Standing a few doors away from Tanweer's family home - a red brick terrace house in Beeston - Ullah was, like many people in the community, still reeling from the news that such extremists were in their midst.
"I knew them to say hello to. They were quite pleasant," Ullah said of Tanweer and Hasib Hussain, another suspected bomber who lived a few blocks away. "It's unbelievable. They were just ordinary people. But I think they must have got brainwashed somewhere along the line."
Youth worker Nadeem Siddique said one of his cousins met sports-loving Tanweer just a fortnight ago. "It's shocking to discover that someone who you played football with one week is caught up in something like this the next.
"There is an element of denial. I can't quite believe it is happening."
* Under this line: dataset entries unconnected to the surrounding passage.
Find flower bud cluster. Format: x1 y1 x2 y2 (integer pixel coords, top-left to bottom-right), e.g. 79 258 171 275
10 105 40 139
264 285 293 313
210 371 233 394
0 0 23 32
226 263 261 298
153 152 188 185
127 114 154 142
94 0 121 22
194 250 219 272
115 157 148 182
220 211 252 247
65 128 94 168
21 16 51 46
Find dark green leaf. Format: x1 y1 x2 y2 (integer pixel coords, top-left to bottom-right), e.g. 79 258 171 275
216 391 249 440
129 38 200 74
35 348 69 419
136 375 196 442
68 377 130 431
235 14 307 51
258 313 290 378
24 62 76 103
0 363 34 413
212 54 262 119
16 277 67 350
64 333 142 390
While he said there were some Muslim firebrands in the area, who were "radical to an extent, you would never suspect anyone of trying to recruit young people to commit something like this.
"In my own opinion you couldn't be in your right mind to do something like this, to blow yourself up."
Local politicians expressed some bewilderment at the discovery of terrorists on their doorstep. So too local religious leaders, who came together for a press conference in the city to appeal for calm.
"Now is the time for moderation, unity and sensitivity on all sides," said the Roman Catholic Bishop of Leeds, Dr Arthur Roche.
A statement by Hanif Malik, representing the Leeds Muslim Community, said: "We as British Muslims recognise that such outrages [ as those in London] have no place in Islam or British society." Leeds has seen occasional inter-race riots, notably in 2001, and some locals claimed there were frequent running battles between "Asians and whites" in certain areas. They described as their greatest fear yesterday, however, the possibility of "outsiders" coming in to stir up trouble.
But life goes on as normal, or as normal as it will ever be after what Britons are calling "7/7".
Neighbours of Tanweer yesterday evening sheepishly emerged from their homes to put their bins out, before quickly retreating inside, ahead of collection day today.
Ullah, a 42-year-old second generation Pakistani, said: "I am just wary. I thought there might be trouble last night. Perhaps it will be tonight."